Rep. Jim Langevin, D-R.I., had pressed Smith in February on the security logging upsell, comparing it to making seat belts and air bags options in cars when they should be standard. He commended Microsoft for the one-year reprieve, but said a longer-term conversation is due about it "not being a profit centre." He said "this buys us a year."
Even the highest level of logging doesn't prevent break-ins, though. It only makes it easier to detect them.
And remember, many security professionals note, Microsoft was itself compromised by the SolarWinds intruders, who got access to some of its source code -- its crown jewels. Microsoft's full suite of security products -- and some of the industry's most skilled cyber-defence practitioners -- had failed to detect the ghost in the network. It was alerted to its own breach by FireEye, the cybersecurity firm that first detected the hacking campaign in mid-December.
The intruders in the unrelated hack of Microsoft Exchange email servers disclosed in March -- blamed on Chinese spies -- used wholly different infection methods. But they gained immediate high-level access to users' email and other info.
Across the industry, Microsoft's investments in security are widely acknowledged. It is often first to identify major cybersecurity threats, its visibility into networks is so great. But many argue that as the chief supplier of security solutions for its products, it needs to be more mindful about how much it should profit off defence.
"The crux of it is that Microsoft is selling you the disease and the cure," said Marc Maiffret, a cybersecurity veteran who built a career finding vulnerabilities in Microsoft products and has a new startup in the works called BinMave.
Last month, Reuters reported that a US$150 million payment to Microsoft for a "secure cloud platform" was included in a draft outline for spending the $650 million appropriated for the Cybersecurity and Infrastructure Security Agency in last month's $1.9 trillion pandemic relief act.
A Microsoft spokesperson would not say how much, if any, of that money it would be getting, referring the question to the cybersecurity agency. An agency spokesman, Scott McConnell, would not say either. Langevin said he didn't think a final decision has been made.
In the budget year ending in September, the federal government spent more than half a billion dollars on Microsoft software and services.
Many security experts believe Microsoft's single sign-on model, emphasizing user convenience over security, is ripe for retooling to reflect a world where state-backed hackers now routinely run roughshod over U.S. networks.

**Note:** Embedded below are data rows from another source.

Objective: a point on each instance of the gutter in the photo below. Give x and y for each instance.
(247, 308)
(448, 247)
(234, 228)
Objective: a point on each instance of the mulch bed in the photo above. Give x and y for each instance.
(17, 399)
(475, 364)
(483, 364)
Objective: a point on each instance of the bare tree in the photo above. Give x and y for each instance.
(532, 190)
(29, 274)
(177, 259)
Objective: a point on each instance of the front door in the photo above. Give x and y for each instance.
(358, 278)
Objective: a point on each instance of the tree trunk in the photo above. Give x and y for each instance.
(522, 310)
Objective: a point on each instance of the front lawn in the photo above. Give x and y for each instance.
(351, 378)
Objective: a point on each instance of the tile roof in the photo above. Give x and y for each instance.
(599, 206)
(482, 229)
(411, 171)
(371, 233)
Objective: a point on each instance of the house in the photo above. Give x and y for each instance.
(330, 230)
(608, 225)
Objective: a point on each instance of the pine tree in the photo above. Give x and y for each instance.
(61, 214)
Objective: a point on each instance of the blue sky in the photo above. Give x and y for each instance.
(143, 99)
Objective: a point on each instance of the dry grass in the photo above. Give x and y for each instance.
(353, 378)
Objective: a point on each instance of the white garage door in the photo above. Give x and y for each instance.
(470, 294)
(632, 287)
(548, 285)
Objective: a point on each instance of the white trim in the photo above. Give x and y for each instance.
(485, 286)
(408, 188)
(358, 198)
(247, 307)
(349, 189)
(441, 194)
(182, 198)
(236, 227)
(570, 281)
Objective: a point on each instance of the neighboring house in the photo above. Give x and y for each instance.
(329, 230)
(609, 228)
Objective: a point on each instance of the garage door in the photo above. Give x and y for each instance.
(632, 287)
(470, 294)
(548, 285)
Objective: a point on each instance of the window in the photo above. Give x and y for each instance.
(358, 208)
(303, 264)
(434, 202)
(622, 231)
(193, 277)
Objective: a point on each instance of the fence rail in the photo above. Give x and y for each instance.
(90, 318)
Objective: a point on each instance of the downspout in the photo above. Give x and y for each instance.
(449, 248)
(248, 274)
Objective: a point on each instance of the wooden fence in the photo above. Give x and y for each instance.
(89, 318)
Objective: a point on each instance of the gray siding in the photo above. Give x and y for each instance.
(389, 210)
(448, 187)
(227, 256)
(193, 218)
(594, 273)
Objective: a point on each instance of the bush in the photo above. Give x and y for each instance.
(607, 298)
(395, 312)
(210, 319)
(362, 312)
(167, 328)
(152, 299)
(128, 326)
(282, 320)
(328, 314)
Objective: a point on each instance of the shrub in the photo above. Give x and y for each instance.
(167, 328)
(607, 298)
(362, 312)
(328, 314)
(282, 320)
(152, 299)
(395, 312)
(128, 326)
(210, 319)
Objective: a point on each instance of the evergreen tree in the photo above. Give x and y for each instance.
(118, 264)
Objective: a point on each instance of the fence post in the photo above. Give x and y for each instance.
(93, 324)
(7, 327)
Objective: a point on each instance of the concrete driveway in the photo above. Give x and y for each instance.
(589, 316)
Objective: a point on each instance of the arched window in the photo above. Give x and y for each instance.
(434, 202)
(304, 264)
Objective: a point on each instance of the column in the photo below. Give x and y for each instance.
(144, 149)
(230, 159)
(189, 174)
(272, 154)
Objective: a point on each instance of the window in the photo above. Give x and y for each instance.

Alex Weinert, Microsoft's director of identity security, said it offers various ways for customers to strictly limit users' access to what they need to do their jobs. But getting customers to go along can be difficult because it often means abandoning three decades of IT habit and disrupting business. Customers tend to configure too many accounts with the broad global administrative privileges that allowed the SolarWinds campaign abuses, he said. "It's not the only way they can do it, that's for sure."
In 2014-2015, lax restrictions on access helped Chinese spies steal sensitive personal data on more than 21 million current, former and prospective federal employees from the Office of Personnel Management.
Curtis Dukes was the National Security Agency's head of information assurance at the time.
The OPM shared data across multiple agencies using Microsoft's authentication architecture, granting access to more users than it safely should have, said Dukes, now the managing director for the non-profit Center for Internet Security.
"People took their eye off the ball."